In 2010, we became one of the National Centers for Systems Biology funded by the National Institute of General Medical Sciences (NIGMS) (P50 GM085764). Over the past five years our research has led to significant systems biology advances, including genome-wide studies of how stress remodels transcriptional and genetic networks, discovery of an independent metabolic clock coordinating cell growth through cycles of TOR1 activity, demonstration that much of the Gene Ontology can be inferred directly from ‘omics data, prediction of cancer survival time and drug response by an approach called Network Based Stratification and a series of major feats in engineering of synthetic coupled genetic circuits.

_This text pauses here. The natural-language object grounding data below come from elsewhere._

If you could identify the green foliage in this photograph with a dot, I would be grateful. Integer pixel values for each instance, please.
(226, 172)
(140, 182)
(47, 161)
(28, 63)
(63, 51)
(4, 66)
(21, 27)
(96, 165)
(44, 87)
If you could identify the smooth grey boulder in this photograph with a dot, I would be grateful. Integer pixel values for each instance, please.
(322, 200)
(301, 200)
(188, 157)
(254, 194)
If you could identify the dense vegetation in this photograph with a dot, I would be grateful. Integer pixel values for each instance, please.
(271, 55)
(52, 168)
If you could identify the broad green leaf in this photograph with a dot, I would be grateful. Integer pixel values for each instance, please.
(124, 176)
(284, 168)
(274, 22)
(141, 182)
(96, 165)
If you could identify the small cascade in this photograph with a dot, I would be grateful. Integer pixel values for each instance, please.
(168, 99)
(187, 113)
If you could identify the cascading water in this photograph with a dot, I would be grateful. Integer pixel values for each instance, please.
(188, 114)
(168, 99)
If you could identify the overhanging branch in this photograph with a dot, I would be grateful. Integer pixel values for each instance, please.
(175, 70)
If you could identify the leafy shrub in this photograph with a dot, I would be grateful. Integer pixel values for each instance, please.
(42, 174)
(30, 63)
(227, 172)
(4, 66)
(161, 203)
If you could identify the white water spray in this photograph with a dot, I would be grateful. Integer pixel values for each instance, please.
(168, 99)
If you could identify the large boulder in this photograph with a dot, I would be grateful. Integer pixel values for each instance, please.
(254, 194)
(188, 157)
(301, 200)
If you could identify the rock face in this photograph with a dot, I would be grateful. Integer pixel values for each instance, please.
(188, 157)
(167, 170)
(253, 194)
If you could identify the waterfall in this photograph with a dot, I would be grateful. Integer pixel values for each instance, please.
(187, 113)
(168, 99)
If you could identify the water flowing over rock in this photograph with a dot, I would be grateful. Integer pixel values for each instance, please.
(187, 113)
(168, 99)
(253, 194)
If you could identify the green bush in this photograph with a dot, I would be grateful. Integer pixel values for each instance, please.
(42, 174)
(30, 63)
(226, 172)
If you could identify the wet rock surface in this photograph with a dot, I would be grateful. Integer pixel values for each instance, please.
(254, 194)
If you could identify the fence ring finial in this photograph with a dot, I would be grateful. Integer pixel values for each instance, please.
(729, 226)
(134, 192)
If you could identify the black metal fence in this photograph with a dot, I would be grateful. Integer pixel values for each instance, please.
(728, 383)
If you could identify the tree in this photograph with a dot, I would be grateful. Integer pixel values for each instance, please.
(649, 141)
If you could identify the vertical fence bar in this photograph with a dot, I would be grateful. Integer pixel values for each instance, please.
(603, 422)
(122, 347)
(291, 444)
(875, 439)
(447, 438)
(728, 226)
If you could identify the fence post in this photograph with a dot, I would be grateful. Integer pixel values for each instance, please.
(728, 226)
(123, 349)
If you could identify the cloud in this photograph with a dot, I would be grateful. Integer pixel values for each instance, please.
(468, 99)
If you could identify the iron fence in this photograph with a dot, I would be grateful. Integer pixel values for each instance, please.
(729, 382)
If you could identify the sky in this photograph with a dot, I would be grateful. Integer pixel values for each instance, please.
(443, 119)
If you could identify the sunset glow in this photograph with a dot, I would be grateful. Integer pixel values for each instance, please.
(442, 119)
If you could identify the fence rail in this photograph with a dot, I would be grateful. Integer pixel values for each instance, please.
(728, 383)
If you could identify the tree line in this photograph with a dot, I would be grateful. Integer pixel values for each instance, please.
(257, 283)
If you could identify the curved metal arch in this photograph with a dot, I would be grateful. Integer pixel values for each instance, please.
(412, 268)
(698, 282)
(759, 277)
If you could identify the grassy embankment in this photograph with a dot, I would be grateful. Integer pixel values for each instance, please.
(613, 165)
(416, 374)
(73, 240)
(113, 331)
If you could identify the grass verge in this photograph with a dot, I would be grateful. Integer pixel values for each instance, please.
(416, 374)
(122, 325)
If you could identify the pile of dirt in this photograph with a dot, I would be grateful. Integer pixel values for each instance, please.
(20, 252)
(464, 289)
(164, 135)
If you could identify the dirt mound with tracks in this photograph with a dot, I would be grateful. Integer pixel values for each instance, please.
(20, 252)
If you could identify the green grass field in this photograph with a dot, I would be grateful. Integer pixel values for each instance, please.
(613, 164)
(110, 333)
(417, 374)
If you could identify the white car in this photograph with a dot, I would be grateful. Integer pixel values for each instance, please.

The theme of our Center – “From Maps to Models” – addresses an important challenge in systems biology: traversing between network maps and mathematical models, two very successful but so far mostly separate biological representations and modes of study. Network maps tend to be global, static, abstract and descriptive, whereas mathematical models tend to be local, dynamic, detailed and predictive. Guided by this overarching theme, four SDCSB research projects seek to develop a general library of maps and models relevant to fundamental cellular and super-cellular processes, including the spatiotemporal architecture of the genome, protein turnover dynamics, cell-cell communication and heterogeneity and environment-genome interactions. These mapping and modeling activities are fueled by technologies advanced across three SDCSB core platforms.